He finishes with a gasp and collapses back against the pillow. She follows quickly and rolls onto the bed beside him with a contented sigh. Snow is sailing past their window and it’s then that Thomas notices how cold he is. He crosses his arms over his bare chest, shivering, and looks around the room. His clothes are strewn across the bed and over the floor. 

Edith pulls the covers over him and then climbs under herself, nestling close. Her lips graze his jaw, making their way to suck on his earlobe. Making a noise in his throat, Thomas turns away sharply, ignoring the new warmth in his belly. Sense has returned at last, carrying with it a host of other emotions. Anger. Regret. Self-disappointment.

“Thomas?”

He looks back at her, seeing her perplexed expression, and takes pity on her.

“I’m sorry, love.”

And he puts his arms around her, lets her hands wander over his body, and lets her escort them both into oblivion for the second time.
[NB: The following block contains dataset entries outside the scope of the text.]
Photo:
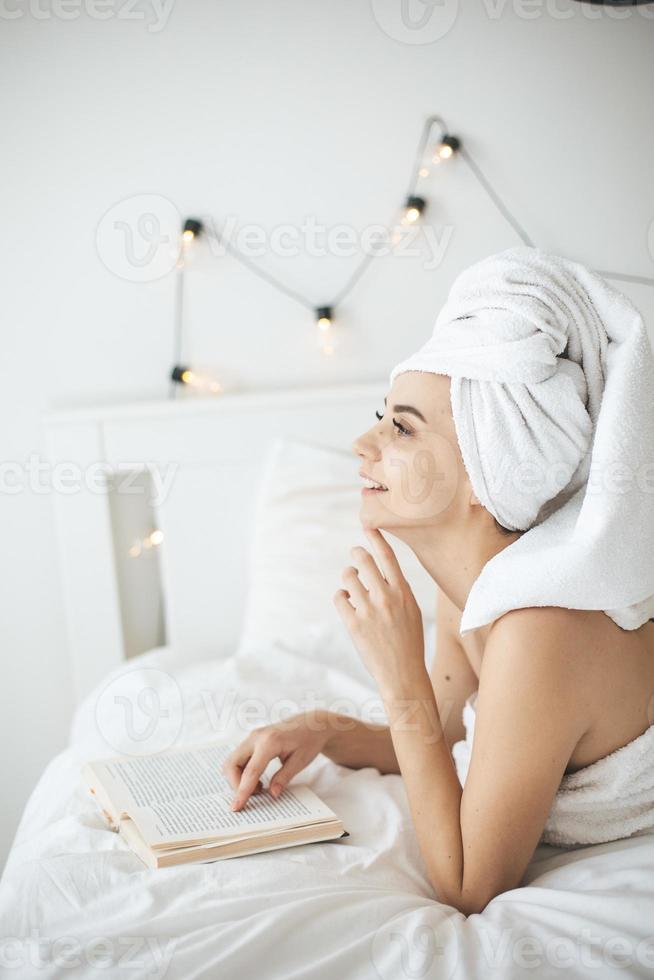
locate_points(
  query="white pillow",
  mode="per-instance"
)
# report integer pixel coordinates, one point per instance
(306, 521)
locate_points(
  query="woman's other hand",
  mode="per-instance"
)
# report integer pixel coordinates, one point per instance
(295, 742)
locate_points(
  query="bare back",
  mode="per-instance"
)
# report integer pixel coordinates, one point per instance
(619, 695)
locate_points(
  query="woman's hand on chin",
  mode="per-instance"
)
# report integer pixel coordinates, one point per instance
(383, 619)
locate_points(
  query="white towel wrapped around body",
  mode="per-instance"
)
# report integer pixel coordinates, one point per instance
(607, 800)
(552, 393)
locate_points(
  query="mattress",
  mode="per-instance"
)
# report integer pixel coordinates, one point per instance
(75, 901)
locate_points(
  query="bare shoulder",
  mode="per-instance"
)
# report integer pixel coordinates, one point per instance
(548, 649)
(547, 627)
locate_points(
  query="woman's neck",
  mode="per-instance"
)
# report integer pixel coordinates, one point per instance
(454, 558)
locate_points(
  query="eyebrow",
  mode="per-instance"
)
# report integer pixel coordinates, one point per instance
(410, 409)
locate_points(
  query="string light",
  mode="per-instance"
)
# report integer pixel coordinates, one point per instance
(151, 540)
(193, 228)
(199, 380)
(413, 209)
(324, 317)
(447, 146)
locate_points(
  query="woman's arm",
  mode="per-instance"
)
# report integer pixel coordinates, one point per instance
(357, 744)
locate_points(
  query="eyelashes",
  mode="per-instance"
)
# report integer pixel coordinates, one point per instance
(403, 431)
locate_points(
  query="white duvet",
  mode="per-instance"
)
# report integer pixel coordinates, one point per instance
(76, 902)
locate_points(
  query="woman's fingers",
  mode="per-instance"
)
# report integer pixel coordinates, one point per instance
(293, 765)
(354, 585)
(258, 761)
(389, 564)
(236, 761)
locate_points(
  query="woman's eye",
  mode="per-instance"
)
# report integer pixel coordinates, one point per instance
(404, 431)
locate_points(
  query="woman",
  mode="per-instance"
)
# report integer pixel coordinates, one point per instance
(558, 650)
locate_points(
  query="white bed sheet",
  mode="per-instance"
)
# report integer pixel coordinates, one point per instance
(75, 901)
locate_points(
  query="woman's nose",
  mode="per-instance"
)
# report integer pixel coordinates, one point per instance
(365, 446)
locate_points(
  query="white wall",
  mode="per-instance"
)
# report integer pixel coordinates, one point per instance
(272, 112)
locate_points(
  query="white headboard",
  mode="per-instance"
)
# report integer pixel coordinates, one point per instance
(205, 458)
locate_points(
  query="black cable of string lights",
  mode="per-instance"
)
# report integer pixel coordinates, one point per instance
(447, 145)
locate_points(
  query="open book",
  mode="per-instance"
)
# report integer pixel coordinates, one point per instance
(174, 808)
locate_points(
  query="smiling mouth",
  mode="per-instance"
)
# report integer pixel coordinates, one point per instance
(373, 487)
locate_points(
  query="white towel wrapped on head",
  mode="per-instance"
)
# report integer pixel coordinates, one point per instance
(552, 392)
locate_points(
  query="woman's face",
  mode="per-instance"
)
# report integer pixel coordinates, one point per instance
(414, 452)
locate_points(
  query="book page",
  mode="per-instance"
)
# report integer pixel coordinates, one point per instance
(183, 796)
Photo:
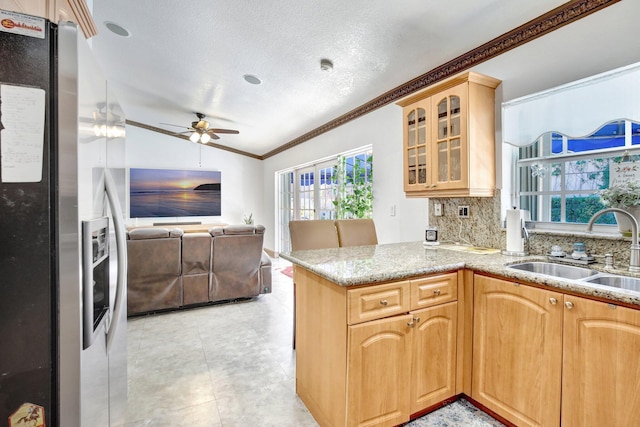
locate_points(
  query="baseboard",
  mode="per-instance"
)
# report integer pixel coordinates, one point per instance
(272, 253)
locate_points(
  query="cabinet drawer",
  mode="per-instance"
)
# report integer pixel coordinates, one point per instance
(434, 290)
(375, 302)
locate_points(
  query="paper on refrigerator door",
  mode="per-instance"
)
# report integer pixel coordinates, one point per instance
(21, 133)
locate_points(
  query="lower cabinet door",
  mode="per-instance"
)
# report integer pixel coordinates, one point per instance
(517, 351)
(433, 369)
(378, 366)
(601, 367)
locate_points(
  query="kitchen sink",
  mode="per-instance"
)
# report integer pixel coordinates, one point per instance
(621, 282)
(555, 270)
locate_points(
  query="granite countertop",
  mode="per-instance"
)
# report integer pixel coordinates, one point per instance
(358, 265)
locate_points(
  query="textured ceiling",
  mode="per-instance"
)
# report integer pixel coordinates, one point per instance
(190, 56)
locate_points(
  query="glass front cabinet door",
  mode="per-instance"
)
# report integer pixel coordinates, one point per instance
(416, 150)
(449, 138)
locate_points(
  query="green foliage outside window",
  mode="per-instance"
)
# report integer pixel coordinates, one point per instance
(354, 189)
(580, 210)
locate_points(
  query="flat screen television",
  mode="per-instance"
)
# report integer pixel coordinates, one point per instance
(157, 193)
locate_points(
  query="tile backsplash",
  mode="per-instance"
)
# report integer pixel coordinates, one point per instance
(484, 228)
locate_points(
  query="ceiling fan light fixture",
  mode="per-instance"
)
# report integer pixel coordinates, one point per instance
(117, 29)
(250, 78)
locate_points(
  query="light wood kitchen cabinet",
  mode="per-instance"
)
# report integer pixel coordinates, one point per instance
(433, 366)
(56, 10)
(378, 372)
(358, 368)
(601, 367)
(517, 351)
(447, 129)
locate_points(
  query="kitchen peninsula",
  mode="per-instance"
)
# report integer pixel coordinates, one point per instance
(386, 332)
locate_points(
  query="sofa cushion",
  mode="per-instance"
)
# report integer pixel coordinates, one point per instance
(148, 233)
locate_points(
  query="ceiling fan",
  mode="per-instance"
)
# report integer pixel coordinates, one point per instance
(201, 132)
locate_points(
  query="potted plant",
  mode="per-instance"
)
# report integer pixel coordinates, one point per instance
(625, 195)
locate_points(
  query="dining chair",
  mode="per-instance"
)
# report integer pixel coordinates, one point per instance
(356, 232)
(306, 235)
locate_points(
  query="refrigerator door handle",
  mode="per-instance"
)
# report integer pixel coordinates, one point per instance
(118, 222)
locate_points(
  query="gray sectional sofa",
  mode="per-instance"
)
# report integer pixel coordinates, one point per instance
(169, 269)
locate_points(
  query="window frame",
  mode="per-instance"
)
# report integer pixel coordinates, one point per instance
(288, 192)
(562, 158)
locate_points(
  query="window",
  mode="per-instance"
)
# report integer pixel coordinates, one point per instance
(557, 177)
(330, 188)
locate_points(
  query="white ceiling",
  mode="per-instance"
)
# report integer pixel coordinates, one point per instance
(190, 56)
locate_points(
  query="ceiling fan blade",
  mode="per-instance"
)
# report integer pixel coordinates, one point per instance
(232, 131)
(171, 124)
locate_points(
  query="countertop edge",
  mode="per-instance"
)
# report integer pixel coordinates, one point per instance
(489, 264)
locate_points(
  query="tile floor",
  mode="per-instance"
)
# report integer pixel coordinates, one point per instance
(231, 365)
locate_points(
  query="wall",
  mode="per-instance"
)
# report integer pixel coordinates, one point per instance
(383, 129)
(241, 175)
(597, 43)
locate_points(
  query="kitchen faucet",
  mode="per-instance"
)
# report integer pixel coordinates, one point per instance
(634, 262)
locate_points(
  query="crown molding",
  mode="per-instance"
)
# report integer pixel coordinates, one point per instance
(538, 27)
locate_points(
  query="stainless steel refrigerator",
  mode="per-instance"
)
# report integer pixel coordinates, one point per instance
(62, 248)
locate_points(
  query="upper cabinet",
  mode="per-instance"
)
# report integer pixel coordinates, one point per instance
(446, 127)
(56, 10)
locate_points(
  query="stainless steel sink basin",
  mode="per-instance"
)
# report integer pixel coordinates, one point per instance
(621, 282)
(555, 270)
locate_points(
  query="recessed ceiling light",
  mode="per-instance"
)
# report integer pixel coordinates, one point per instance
(250, 78)
(326, 65)
(117, 29)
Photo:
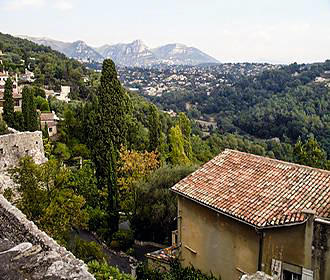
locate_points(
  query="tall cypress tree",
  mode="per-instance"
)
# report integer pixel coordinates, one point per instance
(8, 108)
(108, 128)
(154, 129)
(29, 110)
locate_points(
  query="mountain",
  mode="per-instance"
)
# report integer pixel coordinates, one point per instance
(78, 50)
(131, 54)
(134, 54)
(181, 54)
(138, 54)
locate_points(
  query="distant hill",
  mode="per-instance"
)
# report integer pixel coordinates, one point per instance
(131, 54)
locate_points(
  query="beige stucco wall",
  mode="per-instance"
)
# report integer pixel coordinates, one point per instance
(223, 246)
(286, 244)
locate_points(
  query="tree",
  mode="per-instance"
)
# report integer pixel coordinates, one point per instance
(3, 126)
(108, 128)
(8, 108)
(45, 197)
(154, 129)
(177, 154)
(156, 206)
(133, 167)
(310, 153)
(29, 110)
(185, 126)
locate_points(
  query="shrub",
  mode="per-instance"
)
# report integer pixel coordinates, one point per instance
(125, 239)
(87, 251)
(103, 271)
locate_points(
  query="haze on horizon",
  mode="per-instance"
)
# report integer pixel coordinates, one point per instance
(231, 31)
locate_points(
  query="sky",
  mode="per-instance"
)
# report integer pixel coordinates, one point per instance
(275, 31)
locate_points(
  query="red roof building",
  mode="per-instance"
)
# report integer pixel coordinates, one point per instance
(240, 213)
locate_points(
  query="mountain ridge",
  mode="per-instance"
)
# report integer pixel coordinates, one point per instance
(135, 53)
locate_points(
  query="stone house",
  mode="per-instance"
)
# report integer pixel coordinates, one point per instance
(51, 120)
(240, 213)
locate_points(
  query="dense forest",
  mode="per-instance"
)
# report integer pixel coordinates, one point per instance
(116, 155)
(285, 103)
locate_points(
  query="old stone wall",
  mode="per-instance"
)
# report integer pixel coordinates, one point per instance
(42, 257)
(19, 144)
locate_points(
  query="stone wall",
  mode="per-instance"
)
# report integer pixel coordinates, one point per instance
(32, 254)
(19, 144)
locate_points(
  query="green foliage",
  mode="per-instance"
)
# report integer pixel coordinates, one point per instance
(102, 271)
(62, 152)
(177, 144)
(108, 129)
(310, 153)
(154, 129)
(29, 110)
(156, 204)
(87, 251)
(50, 67)
(8, 108)
(46, 198)
(41, 104)
(3, 126)
(124, 238)
(176, 272)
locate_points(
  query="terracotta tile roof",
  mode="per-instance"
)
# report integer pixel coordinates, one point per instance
(257, 190)
(47, 117)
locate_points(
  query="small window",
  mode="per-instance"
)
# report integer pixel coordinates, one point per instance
(288, 275)
(291, 272)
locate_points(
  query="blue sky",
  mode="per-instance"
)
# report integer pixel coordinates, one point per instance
(279, 31)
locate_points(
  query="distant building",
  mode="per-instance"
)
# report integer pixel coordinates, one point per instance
(28, 76)
(4, 76)
(64, 94)
(51, 120)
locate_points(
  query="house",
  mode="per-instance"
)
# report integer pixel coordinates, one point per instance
(241, 213)
(16, 92)
(28, 76)
(51, 120)
(64, 95)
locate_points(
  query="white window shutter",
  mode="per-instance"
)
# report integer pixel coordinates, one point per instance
(307, 274)
(276, 268)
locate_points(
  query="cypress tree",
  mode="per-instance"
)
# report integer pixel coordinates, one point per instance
(154, 129)
(107, 132)
(8, 108)
(29, 110)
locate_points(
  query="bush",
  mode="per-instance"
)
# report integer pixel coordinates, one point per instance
(87, 251)
(125, 239)
(156, 207)
(103, 271)
(176, 272)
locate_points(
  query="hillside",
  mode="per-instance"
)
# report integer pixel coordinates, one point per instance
(285, 103)
(135, 53)
(51, 68)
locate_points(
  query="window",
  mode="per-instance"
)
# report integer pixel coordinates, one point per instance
(291, 272)
(288, 275)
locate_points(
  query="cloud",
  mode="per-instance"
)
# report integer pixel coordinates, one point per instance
(21, 4)
(63, 5)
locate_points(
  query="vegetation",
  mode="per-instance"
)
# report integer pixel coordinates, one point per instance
(176, 272)
(115, 152)
(8, 108)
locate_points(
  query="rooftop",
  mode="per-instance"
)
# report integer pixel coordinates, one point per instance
(260, 191)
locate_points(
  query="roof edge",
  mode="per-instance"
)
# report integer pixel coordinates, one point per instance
(236, 218)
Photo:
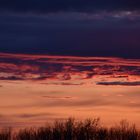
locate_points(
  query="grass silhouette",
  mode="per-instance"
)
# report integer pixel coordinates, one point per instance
(89, 129)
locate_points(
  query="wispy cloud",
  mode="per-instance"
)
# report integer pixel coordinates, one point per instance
(67, 69)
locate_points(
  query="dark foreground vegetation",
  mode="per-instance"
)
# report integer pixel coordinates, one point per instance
(73, 130)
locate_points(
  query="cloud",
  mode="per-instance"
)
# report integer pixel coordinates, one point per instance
(44, 6)
(69, 70)
(119, 83)
(72, 33)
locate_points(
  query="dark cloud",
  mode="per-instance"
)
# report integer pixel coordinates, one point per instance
(43, 6)
(76, 34)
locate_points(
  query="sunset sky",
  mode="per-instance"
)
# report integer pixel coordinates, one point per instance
(69, 58)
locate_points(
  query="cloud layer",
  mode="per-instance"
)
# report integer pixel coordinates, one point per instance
(69, 69)
(69, 5)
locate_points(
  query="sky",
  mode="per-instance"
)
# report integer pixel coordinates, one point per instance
(76, 27)
(69, 58)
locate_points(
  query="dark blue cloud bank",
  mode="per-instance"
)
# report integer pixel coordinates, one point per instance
(44, 6)
(71, 27)
(81, 34)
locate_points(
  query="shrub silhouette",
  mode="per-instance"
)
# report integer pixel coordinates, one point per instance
(70, 129)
Later that night, when she is asleep at his side, Thomas digs his nails into his upper arm and squeezes his eyes shut against the pain.

_Wicked, wicked, wicked._

 

“Where are you going?” Edith’s voice comes from the other side of the bed. Around them, the house groans like an echo of her question. It’s been a day since they returned from the village. Thomas halts at the bedroom door.

“I can’t sleep,” he says. It’s true enough.

“Neither can I,” she says. “It wouldn’t disturb me if you wanted to talk for a while, perhaps…” 

“Talking will only make me more awake,” he says shortly and all but bolts, shutting the door on his wife.

There are no words dirty enough to describe how he feels as he mounts the stairs to Lucille’s bedroom. _Sullied_ sounds too dignified, somehow. Stained perhaps. Ruined. Soiled.

_Just choose,_ a voice in his head whispers.

_But I can’t choose on my own! Someone must be there to help me!_

He thinks back to the boy he had been, who had lain in the bed in the attic, weeping from the nightmares that had tormented his slumbering hours yet again. 

_“Lucy, don’t leave me! I’m afraid without you! I need you by my side!”_

He hears the unmistakable sound of footsteps behind him, and turns sharply, praying that Edith has not decided to follow him. But it is not Edith. There is nothing to see, but the footsteps only grow nearer, until they sound inches from where he stands. He jerks backwards, but is not far enough away to escape the caress of clammy fingers over his cheek. The scent of blood hangs heavy in the air, enough that he feels he may choke on it. 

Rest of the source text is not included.